If it’s a date, then @m_hutley’s approach is still best, but you can change your query to something similar. Just make it completely parameterized, not haphazard like it is now…
elseif (isset($_POST['Check-out'])) {
$time = date("Y-m-d h:i:s");
$date = date("Y-m-d "); // note the different format here....
$emp_id = $_SESSION['user-id'];
$sql = "UPDATE `sys_attendance` SET `clock_out` = ? WHERE `emp_id` = ? AND `c_date` = ?"; // note the change here....
$stmt = mysqli_stmt_init($conn);
if (!mysqli_stmt_prepare($stmt,$sql))
{
header("Location: ../admin/home.php?error=sqlerror", true);
exit();
}
else{
mysqli_stmt_bind_param($stmt,"s",$time);
mysqli_stmt_bind_param($stmt,"s",$emp_id); // added to match changed query above
mysqli_stmt_bind_param($stmt,"s",$date); // added to match changed query above
mysqli_stmt_execute($stmt);
mysqli_stmt_store_result($stmt);
$_SESSION['msg-type'] = 'success';
$_SESSION['msg-descrp'] = "You\'re Successfully Checked Out";
header("Location: ../admin/home.php?result=You-Are-Checked-Out_Now&time=".$time."&date=".$date."&emp_id=".$emp_id, true);
exit();
}
}
If c_date is a timestamp, it’s going to be more difficult because you’re going to have to convert the timestamp in the database to a date.

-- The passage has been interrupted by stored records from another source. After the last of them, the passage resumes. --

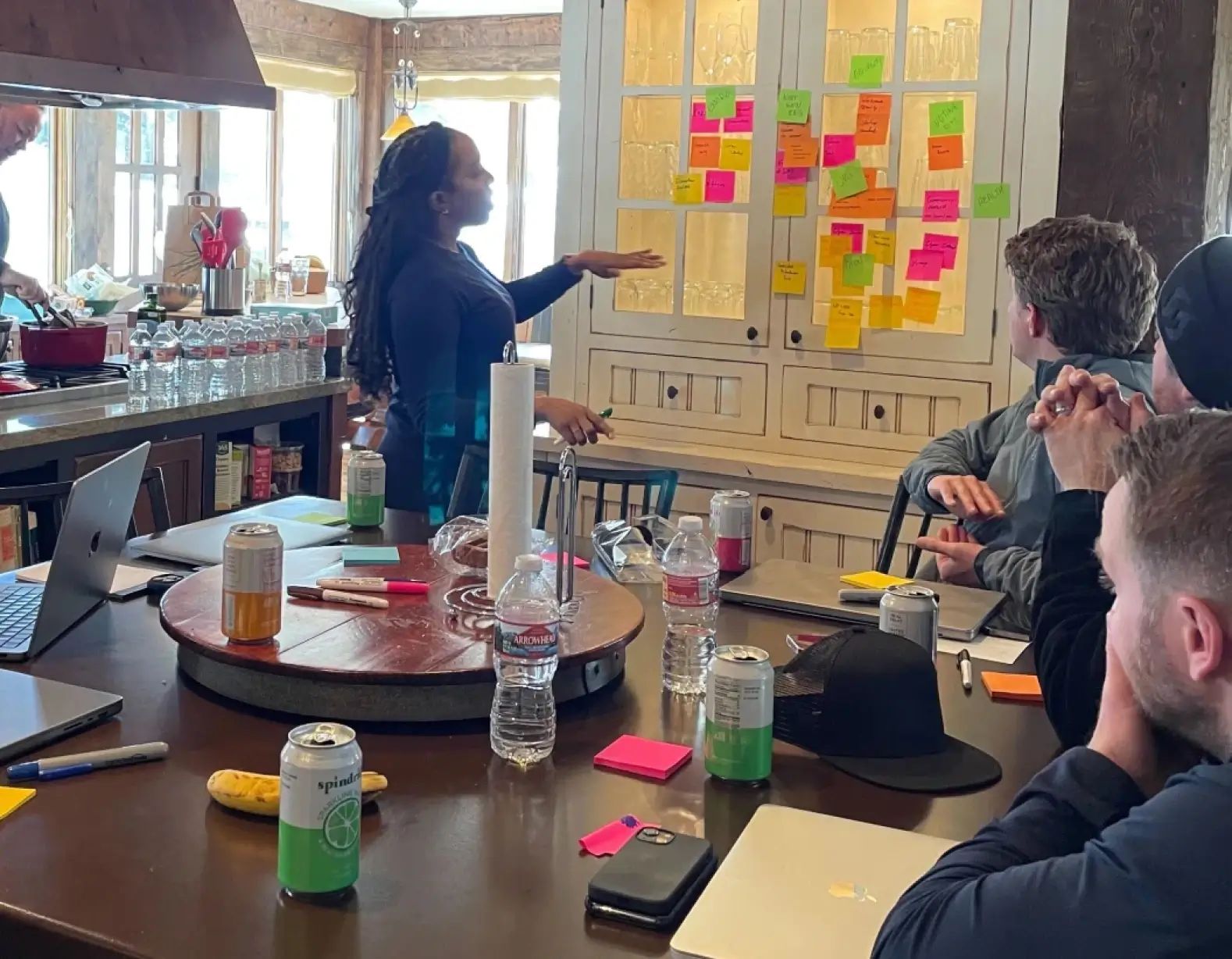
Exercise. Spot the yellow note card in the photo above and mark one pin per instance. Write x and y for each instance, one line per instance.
(789, 277)
(789, 200)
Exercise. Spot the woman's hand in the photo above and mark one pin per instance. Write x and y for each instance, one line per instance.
(575, 424)
(610, 266)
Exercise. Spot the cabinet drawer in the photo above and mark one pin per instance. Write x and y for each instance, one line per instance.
(680, 391)
(876, 409)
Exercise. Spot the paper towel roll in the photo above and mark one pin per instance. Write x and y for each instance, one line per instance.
(511, 470)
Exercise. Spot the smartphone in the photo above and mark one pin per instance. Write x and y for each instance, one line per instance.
(653, 879)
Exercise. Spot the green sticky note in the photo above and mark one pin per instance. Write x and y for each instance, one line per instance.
(858, 269)
(720, 102)
(867, 72)
(946, 119)
(848, 179)
(794, 106)
(991, 201)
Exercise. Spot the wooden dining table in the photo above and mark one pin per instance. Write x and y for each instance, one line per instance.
(464, 856)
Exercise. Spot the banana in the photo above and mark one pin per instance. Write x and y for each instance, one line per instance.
(258, 794)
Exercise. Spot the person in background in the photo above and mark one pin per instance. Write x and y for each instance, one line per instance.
(1083, 296)
(19, 126)
(1082, 418)
(429, 319)
(1120, 848)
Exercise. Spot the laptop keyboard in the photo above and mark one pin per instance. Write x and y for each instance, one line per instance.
(19, 611)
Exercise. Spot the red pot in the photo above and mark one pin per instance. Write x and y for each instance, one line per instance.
(81, 345)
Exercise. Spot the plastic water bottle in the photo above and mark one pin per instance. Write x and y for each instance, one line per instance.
(315, 370)
(528, 634)
(690, 605)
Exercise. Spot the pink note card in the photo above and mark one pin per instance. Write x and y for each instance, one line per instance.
(699, 123)
(743, 119)
(855, 230)
(946, 245)
(838, 149)
(925, 266)
(940, 206)
(650, 758)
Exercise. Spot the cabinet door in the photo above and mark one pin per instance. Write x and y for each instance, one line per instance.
(660, 57)
(937, 53)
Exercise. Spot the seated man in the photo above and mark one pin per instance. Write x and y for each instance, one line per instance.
(1084, 294)
(1191, 364)
(1120, 848)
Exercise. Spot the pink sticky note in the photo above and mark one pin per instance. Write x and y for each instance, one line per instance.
(700, 125)
(789, 174)
(855, 230)
(720, 187)
(925, 266)
(946, 245)
(940, 206)
(743, 119)
(838, 149)
(650, 758)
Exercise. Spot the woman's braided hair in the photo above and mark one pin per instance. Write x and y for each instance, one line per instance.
(415, 166)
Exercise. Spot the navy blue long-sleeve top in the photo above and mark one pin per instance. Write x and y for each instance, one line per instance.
(449, 321)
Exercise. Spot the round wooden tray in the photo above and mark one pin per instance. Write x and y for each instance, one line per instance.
(417, 661)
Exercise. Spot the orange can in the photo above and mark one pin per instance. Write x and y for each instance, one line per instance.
(251, 582)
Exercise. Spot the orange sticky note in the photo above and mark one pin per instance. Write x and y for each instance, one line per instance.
(703, 153)
(945, 153)
(922, 305)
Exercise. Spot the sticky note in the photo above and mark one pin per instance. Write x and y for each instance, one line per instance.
(881, 245)
(946, 117)
(867, 70)
(873, 119)
(720, 102)
(944, 244)
(794, 106)
(720, 187)
(922, 305)
(785, 174)
(703, 152)
(688, 187)
(697, 123)
(789, 277)
(940, 206)
(789, 200)
(743, 119)
(843, 330)
(991, 201)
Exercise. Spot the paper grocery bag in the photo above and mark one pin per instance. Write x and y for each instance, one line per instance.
(181, 262)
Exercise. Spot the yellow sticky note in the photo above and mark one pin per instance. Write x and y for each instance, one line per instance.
(922, 305)
(735, 155)
(789, 200)
(843, 330)
(688, 187)
(881, 244)
(789, 277)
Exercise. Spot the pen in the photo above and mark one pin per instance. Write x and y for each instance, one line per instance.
(81, 763)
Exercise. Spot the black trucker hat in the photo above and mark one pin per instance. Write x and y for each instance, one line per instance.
(867, 701)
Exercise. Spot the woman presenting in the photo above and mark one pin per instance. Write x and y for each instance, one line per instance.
(429, 319)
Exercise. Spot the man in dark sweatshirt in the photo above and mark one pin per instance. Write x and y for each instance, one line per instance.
(1120, 848)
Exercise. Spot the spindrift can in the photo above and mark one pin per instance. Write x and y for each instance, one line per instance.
(319, 811)
(739, 714)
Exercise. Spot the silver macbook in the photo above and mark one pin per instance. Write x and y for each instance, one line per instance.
(34, 713)
(814, 590)
(803, 884)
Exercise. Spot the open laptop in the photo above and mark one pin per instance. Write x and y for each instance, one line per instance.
(803, 884)
(93, 535)
(814, 590)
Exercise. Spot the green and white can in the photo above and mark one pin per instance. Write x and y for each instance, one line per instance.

The other issue here is you’re only allowing one check-in and out per day. That’s going to hamper you later.
That is a good way to kill database performance on larger tables.
In these cases BETWEEN is a better choices, WHERE c_date BETWEEN ‘2019-11-01 00:00:00’ AND ‘2019-11-01 23:59:59’
Edit:
If the column type in MySQL is TIMESTAMP, it is not a unix timestamp. It is a normal DATETIME structure, only set to UTC timezone, and it can use the database date functionality.